Der Romancier Leon de Winter sollte auf dem Jüdischen Kulturfestival Osnabrück lesen. Wegen einer migrationsfeindlichen Kolumne wurde er ausgeladen.

In Osnabrück ausgeladen: Schriftsteller Leon de Winter Foto: Arne Dedert/dpa

Osnabrück taz | Graffiti-Workshop, Dichtkunst, Klezmer, Spielfilm: Die Bandbreite des Programms des viertägigen 1. Jüdischen Kulturfestivals Osnabrück, Anfang September, ist groß. Sie reicht vom Künst­ler­ge­spräch bis zum Stadtrundgang, von der Sängerin Marina Maximilian bis zur Autorin Rabea Edel.

Das Festival, veranstaltet von der Jüdischen Gemeinde Osnabrück, an namhaften Veranstaltungsorten, unterstützt durch namhafte Partner, tritt an, die jüdische Kultur „in all ihren Facetten“ zu feiern. Es will „Einblicke in jüdische Geschichte, Traditionen und zeitgenössische Kunst“ ermöglichen, Vorurteile abbauen und den Dialog „zwischen Kulturen“ stärken. Über 20 Veranstaltungen umfasst es. Ihr Potenzial, Augen zu öffnen, ist groß.

Ein paar Tage vor dem Start des neuen Formats hat Kulturmanager Avi Toubiana, verantwortlich für die künstlerische Leitung, allerdings ein Problem: Leon de Winter. Das Programm hatte eine Lesung des niederländisch-jüdischen Schriftstellers vorgesehen, aus dessen Roman „Stadt der Hunde“, doch jüngst hat der Veranstalter die Einladung an de Winter zurückgezogen.

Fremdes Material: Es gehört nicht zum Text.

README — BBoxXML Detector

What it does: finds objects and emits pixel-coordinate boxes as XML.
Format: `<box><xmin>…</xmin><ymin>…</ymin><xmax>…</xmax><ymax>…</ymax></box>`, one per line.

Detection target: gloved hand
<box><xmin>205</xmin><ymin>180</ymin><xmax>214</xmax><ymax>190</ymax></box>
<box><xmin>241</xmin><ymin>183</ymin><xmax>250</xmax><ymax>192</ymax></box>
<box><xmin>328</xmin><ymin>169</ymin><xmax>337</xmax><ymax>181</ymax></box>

Der Anlass war eine Kolumne de Winters Anfang Mai in der Tageszeitung Die Welt zum Thema Migrationspolitik. De Winter kommentiert – und stützt – den AfD-Tweet „Verfehlte Migrationspolitik und Asylmissbrauch haben zum 100.000-fachen Import von Menschen aus zutiefst rückständigen und frauenfeindlichen Kulturen geführt“.

„Bin ich jetzt gesichert rechtsextrem?“

Er schreibt: „Auch ich bin überzeugt, dass die Migrationspolitik gescheitert ist, auch ich sehe, dass zu viele Migranten in Europa aus rückständigen Kulturen kommen, in denen Frauen Männern untergeordnet sind und Juden gehasst werden. Bin ich jetzt gesichert rechtsextrem?“ AfD-Äußerungen bezeichnet de Winter in seiner Kolumne als „ziemlich harmlos“.

De Winters Positionen stünden „in deutlichem Gegensatz zu den Grundwerten der Jüdischen Gemeinde und dem, was wir mit unserem Festival erreichen wollen“, sagt Michael Grünberg, der Vorsitzende der Jüdischen Gemeinde Osnabrück und Mitinitiator des Festivals.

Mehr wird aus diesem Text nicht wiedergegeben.